Scandale des commandites - Guité et Brault de retour devant le juge

Charles Guité et Jean Brault reviennent devant le juge Fraser Martin ce matin, afin de clarifier la date de leur procès pour six accusations de fraude totalisant près de deux millions de dollars.

Les avocats des deux hommes devraient également soumettre une nouvelle requête dont la teneur n'est pas connue. Il n'est pas encore acquis que le procès devant jury débutera le 3 octobre comme prévu. Le commissaire John Gomery doit publier le premier volet de son rapport le 1er novembre et ses conclusions pourraient contaminer l'esprit du jury qui entendra la cause de MM. Brault et Guité.
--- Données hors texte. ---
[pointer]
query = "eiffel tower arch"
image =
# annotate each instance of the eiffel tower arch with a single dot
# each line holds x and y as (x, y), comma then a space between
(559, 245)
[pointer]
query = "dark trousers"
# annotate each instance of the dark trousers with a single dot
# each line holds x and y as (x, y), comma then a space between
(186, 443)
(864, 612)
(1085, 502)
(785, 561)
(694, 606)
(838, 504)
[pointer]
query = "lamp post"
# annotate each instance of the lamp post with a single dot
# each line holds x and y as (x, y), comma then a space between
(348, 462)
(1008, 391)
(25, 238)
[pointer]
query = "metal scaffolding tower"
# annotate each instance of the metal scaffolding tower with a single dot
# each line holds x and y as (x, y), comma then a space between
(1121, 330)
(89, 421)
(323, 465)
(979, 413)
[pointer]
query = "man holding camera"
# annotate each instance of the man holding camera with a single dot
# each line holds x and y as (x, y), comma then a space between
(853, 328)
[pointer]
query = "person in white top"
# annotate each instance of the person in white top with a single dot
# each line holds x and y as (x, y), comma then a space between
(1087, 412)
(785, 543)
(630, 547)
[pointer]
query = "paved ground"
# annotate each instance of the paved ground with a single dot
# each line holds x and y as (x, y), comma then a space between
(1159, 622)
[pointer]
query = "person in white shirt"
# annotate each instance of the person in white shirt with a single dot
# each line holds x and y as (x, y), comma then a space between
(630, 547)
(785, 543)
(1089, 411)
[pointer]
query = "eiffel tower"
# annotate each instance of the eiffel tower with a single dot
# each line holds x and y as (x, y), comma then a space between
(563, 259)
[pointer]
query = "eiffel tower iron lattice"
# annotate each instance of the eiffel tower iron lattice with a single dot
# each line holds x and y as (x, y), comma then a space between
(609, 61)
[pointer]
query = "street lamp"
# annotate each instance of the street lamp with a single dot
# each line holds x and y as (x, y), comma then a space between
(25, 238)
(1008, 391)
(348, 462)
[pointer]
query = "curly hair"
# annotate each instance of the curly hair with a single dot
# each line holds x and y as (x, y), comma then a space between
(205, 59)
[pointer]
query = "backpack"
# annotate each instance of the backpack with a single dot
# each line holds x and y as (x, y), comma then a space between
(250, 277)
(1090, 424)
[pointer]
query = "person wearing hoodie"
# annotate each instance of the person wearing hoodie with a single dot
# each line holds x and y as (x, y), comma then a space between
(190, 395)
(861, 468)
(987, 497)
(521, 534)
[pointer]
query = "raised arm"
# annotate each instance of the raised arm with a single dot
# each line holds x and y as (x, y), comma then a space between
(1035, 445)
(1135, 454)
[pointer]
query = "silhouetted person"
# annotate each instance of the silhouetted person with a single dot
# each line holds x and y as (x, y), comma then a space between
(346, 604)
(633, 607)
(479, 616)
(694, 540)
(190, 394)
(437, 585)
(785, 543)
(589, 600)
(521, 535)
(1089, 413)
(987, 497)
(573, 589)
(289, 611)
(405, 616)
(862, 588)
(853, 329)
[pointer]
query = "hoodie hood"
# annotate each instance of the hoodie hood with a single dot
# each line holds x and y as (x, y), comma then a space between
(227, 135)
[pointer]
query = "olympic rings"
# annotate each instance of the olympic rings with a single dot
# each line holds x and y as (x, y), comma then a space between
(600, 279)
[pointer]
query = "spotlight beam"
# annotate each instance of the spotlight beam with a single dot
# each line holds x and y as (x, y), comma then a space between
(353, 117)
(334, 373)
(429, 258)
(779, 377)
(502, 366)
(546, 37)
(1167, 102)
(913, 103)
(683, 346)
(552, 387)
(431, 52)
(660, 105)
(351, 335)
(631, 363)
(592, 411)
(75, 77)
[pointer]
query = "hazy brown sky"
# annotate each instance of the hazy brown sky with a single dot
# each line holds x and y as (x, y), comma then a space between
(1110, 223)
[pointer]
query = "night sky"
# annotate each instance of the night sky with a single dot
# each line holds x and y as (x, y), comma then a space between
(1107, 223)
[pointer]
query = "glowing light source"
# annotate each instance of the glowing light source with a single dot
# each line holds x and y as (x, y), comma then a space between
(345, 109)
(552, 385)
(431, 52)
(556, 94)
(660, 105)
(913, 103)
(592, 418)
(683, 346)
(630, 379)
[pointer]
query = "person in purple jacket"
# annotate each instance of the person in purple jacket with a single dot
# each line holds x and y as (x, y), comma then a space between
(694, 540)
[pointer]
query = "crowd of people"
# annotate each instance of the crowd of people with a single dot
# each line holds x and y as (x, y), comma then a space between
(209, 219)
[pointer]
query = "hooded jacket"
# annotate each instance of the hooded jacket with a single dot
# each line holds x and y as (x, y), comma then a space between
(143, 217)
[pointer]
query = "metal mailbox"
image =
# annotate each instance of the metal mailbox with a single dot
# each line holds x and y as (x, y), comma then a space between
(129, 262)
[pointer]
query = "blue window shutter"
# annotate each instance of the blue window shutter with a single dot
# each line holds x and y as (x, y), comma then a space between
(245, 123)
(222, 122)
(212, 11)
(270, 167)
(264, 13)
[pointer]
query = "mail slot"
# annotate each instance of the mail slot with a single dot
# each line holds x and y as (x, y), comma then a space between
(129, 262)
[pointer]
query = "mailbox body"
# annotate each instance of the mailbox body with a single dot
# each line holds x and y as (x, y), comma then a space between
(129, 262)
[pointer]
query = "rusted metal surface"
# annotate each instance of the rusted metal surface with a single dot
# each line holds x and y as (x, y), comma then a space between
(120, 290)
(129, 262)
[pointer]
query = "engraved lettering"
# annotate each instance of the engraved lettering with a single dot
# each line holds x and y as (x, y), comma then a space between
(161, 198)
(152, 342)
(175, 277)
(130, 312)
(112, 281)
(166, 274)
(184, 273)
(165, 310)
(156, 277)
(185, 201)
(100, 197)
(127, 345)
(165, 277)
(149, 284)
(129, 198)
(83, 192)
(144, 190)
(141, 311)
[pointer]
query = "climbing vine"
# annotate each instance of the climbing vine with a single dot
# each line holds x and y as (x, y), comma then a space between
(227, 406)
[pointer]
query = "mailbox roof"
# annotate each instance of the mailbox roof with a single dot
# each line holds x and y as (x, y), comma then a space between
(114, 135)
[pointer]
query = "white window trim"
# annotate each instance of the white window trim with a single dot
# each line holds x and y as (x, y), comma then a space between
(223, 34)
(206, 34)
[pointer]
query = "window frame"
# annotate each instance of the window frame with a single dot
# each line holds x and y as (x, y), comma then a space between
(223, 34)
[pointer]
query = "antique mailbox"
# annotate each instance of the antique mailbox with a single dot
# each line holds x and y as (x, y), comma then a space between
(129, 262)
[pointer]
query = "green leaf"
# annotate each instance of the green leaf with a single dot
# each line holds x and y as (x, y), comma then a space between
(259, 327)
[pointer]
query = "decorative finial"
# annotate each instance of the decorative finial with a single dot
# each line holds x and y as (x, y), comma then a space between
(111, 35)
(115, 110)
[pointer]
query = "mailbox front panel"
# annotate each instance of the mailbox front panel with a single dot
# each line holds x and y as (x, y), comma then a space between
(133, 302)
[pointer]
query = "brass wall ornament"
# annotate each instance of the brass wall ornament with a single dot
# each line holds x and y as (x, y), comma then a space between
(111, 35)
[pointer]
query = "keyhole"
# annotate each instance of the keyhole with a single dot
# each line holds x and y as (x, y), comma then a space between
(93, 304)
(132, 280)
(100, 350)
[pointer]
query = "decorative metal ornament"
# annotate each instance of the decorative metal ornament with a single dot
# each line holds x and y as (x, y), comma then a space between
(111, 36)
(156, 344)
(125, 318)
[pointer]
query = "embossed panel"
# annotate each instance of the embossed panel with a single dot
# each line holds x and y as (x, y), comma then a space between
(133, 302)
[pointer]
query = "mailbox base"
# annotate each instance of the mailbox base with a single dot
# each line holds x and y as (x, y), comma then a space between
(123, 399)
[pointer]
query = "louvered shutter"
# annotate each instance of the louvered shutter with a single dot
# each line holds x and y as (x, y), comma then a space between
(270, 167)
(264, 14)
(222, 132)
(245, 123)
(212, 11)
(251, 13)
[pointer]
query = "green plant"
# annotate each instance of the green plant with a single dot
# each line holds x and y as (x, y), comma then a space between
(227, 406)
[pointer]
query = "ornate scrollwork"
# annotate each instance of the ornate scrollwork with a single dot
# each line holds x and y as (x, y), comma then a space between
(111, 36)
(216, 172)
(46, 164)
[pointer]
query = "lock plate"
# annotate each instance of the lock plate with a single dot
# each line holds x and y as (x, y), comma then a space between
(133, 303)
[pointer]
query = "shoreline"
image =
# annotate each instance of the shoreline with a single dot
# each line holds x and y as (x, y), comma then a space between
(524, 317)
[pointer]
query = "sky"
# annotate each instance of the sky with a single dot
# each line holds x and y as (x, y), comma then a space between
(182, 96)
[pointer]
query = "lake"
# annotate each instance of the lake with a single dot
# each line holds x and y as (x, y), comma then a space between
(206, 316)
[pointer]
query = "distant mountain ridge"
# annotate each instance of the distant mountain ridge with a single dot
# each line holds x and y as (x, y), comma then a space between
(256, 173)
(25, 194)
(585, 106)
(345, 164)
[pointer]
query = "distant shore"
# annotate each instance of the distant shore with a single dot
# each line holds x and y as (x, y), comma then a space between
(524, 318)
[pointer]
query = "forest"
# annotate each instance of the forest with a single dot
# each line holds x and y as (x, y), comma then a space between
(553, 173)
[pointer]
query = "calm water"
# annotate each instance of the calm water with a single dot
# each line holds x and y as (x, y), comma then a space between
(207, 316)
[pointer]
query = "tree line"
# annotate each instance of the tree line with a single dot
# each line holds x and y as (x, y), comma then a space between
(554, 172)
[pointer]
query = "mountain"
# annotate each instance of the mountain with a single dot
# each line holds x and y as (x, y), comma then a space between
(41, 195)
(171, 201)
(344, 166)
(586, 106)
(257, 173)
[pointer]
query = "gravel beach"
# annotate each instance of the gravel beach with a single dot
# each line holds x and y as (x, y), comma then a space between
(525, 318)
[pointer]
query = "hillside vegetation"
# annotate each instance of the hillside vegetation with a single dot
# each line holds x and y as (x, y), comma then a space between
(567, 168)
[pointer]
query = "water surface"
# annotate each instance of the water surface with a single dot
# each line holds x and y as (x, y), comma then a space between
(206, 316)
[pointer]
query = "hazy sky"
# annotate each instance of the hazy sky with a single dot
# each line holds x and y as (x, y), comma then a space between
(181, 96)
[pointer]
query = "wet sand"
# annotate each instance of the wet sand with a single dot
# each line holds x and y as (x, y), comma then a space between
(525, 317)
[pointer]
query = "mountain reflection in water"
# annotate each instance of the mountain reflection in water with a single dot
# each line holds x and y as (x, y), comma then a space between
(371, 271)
M. Gomery pourrait être forcé de repousser la livraison de son rapport au gouvernement afin de préserver le droit des accusés à un procès juste et équitable. Il faudrait cependant que le juge Martin lui soumette une requête en ce sens, ce qui n'a pas encore été fait. Le juge Martin ne semblait pas enthousiasmé par cette idée, lundi. Quoi qu'il en soit, le juge Gomery devra prendre la question très au sérieux si elle lui est soumise. En vertu de son mandat, il est tenu de veiller à ce que ses travaux ne compromettent aucune enquête ou poursuite criminelle en cours.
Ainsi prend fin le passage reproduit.